Marches, meetings, sit-in et désobéissance civile : à partir du 28 octobre prochain, les opposants à une modification de l’article 37 de la Constitution - qui limite à deux le nombre de mandats présidentiels, et qui empêche en principe Blaise Compaoré de se présenter en 2015 -, prévoient une série de manifestations dans tout le pays.

Pour le gouvernement burkinabè, aucune manifestation ne sera interdite si elle se tient dans le respect des lois.
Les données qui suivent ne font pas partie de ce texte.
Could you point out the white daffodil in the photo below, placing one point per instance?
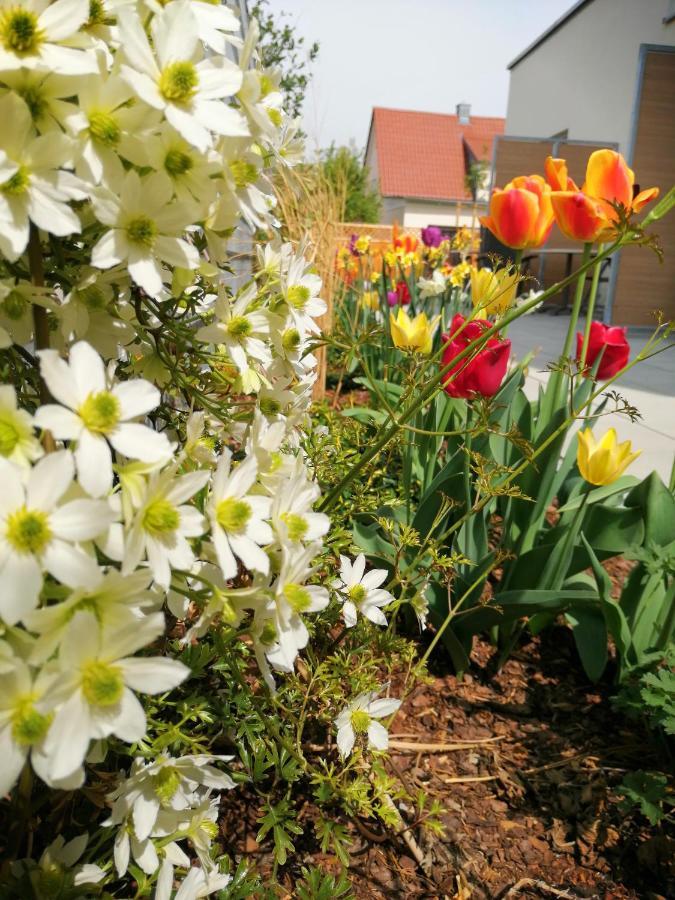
(360, 718)
(238, 328)
(31, 32)
(163, 523)
(117, 601)
(360, 591)
(145, 227)
(188, 91)
(24, 723)
(33, 186)
(165, 783)
(98, 414)
(18, 443)
(291, 598)
(237, 517)
(38, 533)
(196, 884)
(293, 519)
(94, 685)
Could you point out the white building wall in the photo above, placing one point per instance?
(583, 77)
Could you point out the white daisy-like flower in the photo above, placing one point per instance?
(18, 443)
(238, 328)
(31, 32)
(93, 689)
(360, 591)
(98, 414)
(238, 525)
(162, 525)
(188, 91)
(38, 533)
(33, 186)
(145, 228)
(360, 718)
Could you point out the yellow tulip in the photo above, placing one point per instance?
(493, 292)
(412, 334)
(604, 461)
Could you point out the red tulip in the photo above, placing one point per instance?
(481, 374)
(616, 349)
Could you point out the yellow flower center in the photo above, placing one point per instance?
(239, 326)
(9, 437)
(297, 296)
(360, 721)
(17, 184)
(297, 526)
(28, 725)
(160, 518)
(243, 172)
(178, 82)
(357, 594)
(177, 162)
(20, 32)
(232, 515)
(290, 340)
(100, 412)
(102, 684)
(141, 230)
(298, 597)
(28, 530)
(104, 128)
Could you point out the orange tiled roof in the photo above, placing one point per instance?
(423, 154)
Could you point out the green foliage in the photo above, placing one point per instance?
(281, 48)
(343, 168)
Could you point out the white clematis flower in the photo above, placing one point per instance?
(239, 529)
(360, 717)
(39, 533)
(189, 92)
(98, 414)
(31, 32)
(145, 227)
(360, 591)
(33, 186)
(93, 691)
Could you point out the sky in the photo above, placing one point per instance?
(409, 54)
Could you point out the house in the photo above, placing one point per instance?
(431, 168)
(601, 75)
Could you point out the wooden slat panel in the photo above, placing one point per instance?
(642, 284)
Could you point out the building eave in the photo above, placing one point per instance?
(557, 25)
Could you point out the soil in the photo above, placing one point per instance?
(529, 795)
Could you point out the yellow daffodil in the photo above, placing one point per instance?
(412, 334)
(370, 300)
(493, 292)
(604, 461)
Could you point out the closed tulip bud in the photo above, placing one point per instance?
(493, 292)
(412, 334)
(604, 461)
(521, 215)
(478, 375)
(610, 340)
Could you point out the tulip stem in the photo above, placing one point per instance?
(589, 312)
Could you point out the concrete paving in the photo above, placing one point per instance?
(649, 386)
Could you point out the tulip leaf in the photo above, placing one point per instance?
(601, 493)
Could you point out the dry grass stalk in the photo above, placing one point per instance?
(309, 207)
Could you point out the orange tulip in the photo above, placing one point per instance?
(521, 215)
(587, 214)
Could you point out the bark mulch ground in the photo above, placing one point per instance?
(529, 794)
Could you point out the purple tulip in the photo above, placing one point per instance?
(432, 236)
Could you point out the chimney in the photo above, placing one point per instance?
(464, 113)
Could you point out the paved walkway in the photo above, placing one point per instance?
(649, 386)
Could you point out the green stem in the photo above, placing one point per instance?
(433, 384)
(589, 312)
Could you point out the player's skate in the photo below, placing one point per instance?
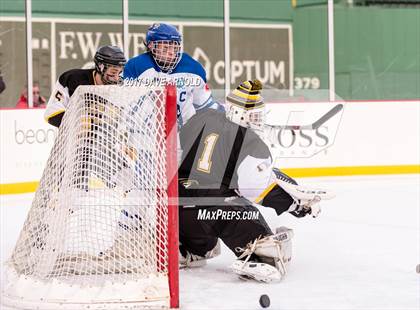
(265, 259)
(189, 260)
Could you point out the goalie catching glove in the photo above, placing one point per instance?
(285, 195)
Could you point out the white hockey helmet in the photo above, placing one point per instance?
(245, 106)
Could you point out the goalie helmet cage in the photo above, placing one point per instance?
(102, 231)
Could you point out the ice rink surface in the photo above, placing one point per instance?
(360, 253)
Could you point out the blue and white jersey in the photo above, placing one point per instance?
(189, 77)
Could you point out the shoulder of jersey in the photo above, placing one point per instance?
(141, 63)
(187, 64)
(74, 75)
(217, 118)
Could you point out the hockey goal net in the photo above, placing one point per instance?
(102, 229)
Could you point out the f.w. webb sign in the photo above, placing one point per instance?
(256, 50)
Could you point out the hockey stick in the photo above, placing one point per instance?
(312, 126)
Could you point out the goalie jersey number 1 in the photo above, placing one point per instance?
(204, 163)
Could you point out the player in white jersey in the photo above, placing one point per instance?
(163, 62)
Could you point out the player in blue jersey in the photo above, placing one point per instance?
(165, 61)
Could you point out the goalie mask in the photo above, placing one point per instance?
(109, 63)
(163, 41)
(245, 106)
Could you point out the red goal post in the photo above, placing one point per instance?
(102, 231)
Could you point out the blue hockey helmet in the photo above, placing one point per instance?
(162, 32)
(163, 41)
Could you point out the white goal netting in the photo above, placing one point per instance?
(97, 232)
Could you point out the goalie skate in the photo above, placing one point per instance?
(260, 272)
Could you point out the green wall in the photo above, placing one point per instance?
(377, 50)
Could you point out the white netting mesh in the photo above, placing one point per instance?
(97, 228)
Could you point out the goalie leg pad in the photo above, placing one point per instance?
(189, 260)
(274, 251)
(260, 272)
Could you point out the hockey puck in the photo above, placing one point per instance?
(264, 301)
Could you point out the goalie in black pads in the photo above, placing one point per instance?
(222, 156)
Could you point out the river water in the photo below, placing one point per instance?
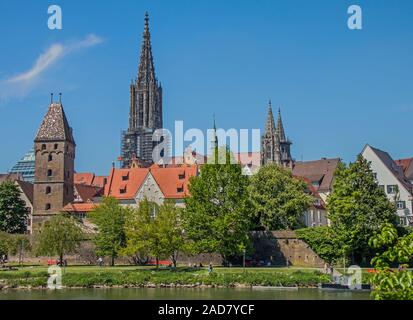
(184, 294)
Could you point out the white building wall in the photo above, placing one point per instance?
(385, 177)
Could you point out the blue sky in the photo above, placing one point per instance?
(338, 89)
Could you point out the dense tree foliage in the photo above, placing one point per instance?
(217, 217)
(13, 213)
(142, 237)
(322, 241)
(59, 236)
(168, 225)
(109, 217)
(279, 199)
(390, 284)
(357, 207)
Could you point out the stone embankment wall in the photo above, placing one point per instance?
(277, 248)
(282, 248)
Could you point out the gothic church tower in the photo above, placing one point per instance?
(54, 164)
(275, 147)
(145, 112)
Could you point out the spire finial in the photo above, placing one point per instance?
(213, 116)
(146, 22)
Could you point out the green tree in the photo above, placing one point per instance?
(109, 217)
(279, 199)
(18, 244)
(217, 217)
(142, 239)
(5, 240)
(59, 236)
(389, 284)
(168, 226)
(322, 241)
(13, 213)
(357, 208)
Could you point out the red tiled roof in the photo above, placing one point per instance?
(79, 207)
(313, 191)
(115, 183)
(87, 192)
(169, 179)
(321, 171)
(407, 166)
(89, 178)
(248, 158)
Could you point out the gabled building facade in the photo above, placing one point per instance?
(391, 177)
(157, 184)
(275, 147)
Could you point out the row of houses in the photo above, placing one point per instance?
(158, 183)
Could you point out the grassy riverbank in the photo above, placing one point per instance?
(87, 277)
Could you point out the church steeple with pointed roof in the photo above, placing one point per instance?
(275, 147)
(145, 111)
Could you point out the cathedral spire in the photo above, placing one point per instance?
(270, 125)
(145, 110)
(146, 70)
(280, 127)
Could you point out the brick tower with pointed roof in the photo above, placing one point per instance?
(145, 111)
(275, 147)
(54, 148)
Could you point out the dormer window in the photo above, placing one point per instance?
(180, 188)
(392, 189)
(122, 189)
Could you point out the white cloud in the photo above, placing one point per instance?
(22, 83)
(44, 61)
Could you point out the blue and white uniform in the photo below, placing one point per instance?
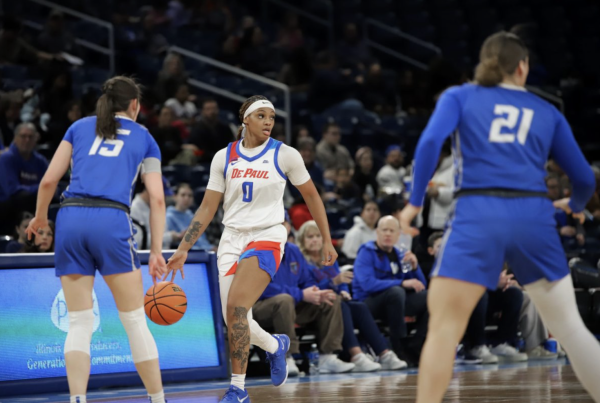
(253, 182)
(90, 238)
(502, 137)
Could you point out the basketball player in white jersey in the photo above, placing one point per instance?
(251, 174)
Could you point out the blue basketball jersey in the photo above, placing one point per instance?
(108, 169)
(502, 137)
Alain Edouard Traoré, ministre de la Communication et porte-parole du gouvernement affirme que « le gouvernement ne pense aucunement restreindre les libertés démocratiques, donc de manifestation, d’opinion et d’expression. Quelle que soit la façon. Maintenant il y a des lois, il y a des textes. Et nous appelons les uns et les autres simplement au respect strict des lois et règlements parce que c’est ça aussi qui fait l’Etat de droit, c’est ça aussi qui fait la démocratie. »

Plusieurs organisations de la société civile entendent s’installer devant le Parlement burkinabè le jour du vote de la loi portant révision constitutionnelle. L’objectif est d’interpeller les députés sur leurs responsabilités. Selon Alain Edouard Traoré, cette manifestation ne devrait pas troubler la quiétude des députés. « Nous sommes dans un Etat de droit, dit-il, et l’Etat de droit est organisé de sorte que chacun assume son rôle. Ils vont vouloir envahir [le Parlement]. C’est leur droit de le vouloir. Mais s'il y a des actes qui sont contraires aux lois et règlements, ils vont aussi en assumer les conséquences. C’est aussi simple que ça. »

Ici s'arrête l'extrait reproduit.